Irritable bowel syndrome (IBS) and functional dyspepsia (FD) have no known organic cause. The motor dysfunction of GI tract and visceral hypersensitivity are considered especially important factors for IBS and FD etiology (Drossman, 2006; Van Oudenhove et al., 2010). Disorders of colonic motility may contribute to symptoms in constipation- or diarrhea- predominant IBS (Vassallo et al., 1992; Camilleri et al., 1999).
Pathogenesis of FD and IBS is highly associated with stress. GI symptoms may depend on the degree of strength, duration and accumulation of various types of mental and social stress.
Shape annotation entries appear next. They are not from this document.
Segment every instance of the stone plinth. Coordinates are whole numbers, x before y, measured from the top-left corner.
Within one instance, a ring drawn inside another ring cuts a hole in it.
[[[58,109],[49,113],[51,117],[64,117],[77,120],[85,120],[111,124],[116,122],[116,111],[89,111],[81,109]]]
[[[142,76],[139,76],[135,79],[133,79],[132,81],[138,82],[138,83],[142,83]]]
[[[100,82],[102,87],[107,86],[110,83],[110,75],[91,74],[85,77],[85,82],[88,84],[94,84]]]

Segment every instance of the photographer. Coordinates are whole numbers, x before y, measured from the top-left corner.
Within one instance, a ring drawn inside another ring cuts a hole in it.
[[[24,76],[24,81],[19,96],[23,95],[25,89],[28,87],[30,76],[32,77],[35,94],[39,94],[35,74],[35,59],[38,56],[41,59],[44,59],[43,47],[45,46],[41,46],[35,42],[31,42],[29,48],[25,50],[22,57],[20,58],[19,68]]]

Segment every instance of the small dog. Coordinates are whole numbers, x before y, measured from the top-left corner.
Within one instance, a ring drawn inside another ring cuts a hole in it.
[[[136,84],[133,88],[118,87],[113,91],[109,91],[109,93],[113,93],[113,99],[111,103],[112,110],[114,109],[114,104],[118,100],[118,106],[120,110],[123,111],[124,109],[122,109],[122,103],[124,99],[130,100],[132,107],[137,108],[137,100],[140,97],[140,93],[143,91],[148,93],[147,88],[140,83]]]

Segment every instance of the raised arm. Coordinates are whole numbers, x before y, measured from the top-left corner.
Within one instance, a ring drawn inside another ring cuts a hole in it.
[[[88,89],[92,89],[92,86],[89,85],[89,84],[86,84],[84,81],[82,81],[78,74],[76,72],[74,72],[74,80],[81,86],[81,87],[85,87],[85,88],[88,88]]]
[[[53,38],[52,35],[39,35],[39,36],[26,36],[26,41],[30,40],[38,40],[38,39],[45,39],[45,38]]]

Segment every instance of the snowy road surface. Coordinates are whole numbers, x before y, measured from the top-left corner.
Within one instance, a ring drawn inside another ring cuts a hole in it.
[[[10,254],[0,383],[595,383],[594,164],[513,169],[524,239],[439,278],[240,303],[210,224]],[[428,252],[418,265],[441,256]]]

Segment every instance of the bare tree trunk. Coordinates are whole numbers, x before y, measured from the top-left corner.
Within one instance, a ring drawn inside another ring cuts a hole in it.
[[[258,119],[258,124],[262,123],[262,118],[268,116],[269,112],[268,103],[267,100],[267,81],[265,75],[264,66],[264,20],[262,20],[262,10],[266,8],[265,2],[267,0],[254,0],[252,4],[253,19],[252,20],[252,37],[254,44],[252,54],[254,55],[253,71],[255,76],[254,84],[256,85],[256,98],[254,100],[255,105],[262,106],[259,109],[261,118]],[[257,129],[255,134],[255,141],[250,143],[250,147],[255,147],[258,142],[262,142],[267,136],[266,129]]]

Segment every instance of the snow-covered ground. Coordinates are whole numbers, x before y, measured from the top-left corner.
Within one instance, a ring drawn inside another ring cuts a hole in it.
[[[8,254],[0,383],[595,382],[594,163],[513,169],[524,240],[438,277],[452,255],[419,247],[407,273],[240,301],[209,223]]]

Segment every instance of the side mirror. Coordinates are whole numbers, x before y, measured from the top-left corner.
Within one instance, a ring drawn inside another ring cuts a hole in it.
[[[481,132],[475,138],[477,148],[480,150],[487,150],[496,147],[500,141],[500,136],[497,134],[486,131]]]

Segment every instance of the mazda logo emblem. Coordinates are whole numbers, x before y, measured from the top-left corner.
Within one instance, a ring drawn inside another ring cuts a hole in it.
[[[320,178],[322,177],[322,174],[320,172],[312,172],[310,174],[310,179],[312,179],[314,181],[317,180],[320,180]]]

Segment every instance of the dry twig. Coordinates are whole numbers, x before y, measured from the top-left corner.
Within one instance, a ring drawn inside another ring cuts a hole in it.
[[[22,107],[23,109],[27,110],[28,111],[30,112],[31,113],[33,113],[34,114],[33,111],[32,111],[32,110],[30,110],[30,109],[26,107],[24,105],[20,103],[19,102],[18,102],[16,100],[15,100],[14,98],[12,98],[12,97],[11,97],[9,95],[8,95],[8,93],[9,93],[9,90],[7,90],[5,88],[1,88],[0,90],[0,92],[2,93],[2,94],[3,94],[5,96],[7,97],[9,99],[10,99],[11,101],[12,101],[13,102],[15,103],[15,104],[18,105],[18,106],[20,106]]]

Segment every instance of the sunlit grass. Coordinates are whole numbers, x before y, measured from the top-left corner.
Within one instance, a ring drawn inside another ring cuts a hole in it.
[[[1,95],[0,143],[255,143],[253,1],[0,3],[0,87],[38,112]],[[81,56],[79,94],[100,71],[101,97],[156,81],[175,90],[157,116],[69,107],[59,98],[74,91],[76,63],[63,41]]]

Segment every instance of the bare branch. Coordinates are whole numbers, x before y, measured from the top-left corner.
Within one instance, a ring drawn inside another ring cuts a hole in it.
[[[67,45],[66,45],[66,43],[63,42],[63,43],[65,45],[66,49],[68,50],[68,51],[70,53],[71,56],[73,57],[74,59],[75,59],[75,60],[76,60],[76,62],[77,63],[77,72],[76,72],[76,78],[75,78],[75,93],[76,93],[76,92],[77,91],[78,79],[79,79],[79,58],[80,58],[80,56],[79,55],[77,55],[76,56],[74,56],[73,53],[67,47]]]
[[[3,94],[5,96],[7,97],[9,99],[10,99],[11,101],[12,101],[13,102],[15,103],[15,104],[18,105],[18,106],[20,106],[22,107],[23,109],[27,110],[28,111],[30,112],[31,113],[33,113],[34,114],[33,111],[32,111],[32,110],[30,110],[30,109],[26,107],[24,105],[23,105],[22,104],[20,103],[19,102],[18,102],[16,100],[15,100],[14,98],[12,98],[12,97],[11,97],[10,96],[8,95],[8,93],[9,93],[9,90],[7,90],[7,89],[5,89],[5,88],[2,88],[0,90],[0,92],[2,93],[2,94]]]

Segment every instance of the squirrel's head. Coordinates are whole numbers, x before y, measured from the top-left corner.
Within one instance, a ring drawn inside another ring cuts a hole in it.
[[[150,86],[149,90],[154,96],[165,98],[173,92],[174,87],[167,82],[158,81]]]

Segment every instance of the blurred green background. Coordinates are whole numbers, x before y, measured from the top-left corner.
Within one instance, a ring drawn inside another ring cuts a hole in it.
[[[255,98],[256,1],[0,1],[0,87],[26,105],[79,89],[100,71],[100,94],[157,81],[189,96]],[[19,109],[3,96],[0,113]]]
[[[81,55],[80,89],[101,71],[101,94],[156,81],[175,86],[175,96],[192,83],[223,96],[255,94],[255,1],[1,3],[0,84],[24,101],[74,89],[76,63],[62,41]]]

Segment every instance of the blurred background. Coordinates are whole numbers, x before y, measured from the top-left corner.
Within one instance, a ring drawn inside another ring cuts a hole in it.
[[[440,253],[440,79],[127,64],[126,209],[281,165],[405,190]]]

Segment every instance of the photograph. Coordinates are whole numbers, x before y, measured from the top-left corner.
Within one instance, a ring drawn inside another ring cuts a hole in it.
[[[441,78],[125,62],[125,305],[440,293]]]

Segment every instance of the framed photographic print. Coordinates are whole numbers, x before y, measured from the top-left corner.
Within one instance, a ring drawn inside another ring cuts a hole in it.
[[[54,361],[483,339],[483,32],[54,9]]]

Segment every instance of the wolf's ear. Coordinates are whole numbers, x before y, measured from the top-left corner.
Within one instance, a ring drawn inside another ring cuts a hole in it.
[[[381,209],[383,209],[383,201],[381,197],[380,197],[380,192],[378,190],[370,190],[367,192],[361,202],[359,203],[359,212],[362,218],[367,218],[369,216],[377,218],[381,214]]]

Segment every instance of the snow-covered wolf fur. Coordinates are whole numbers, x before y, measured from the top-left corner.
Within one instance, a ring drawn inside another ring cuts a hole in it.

In addition, these disorders could also depend on how we adapt to the stressful events in our daily life.
Epidemiological studies suggest considerable overlap between FD and IBS. About half of the FD patients fulfill the criteria for IBS (Corsetti et al., 2004). The possible explanation of the overlap is that the dysfunction of upper and lower gut are due to the expression abnormality of OXT and CRF at the hypothalamus.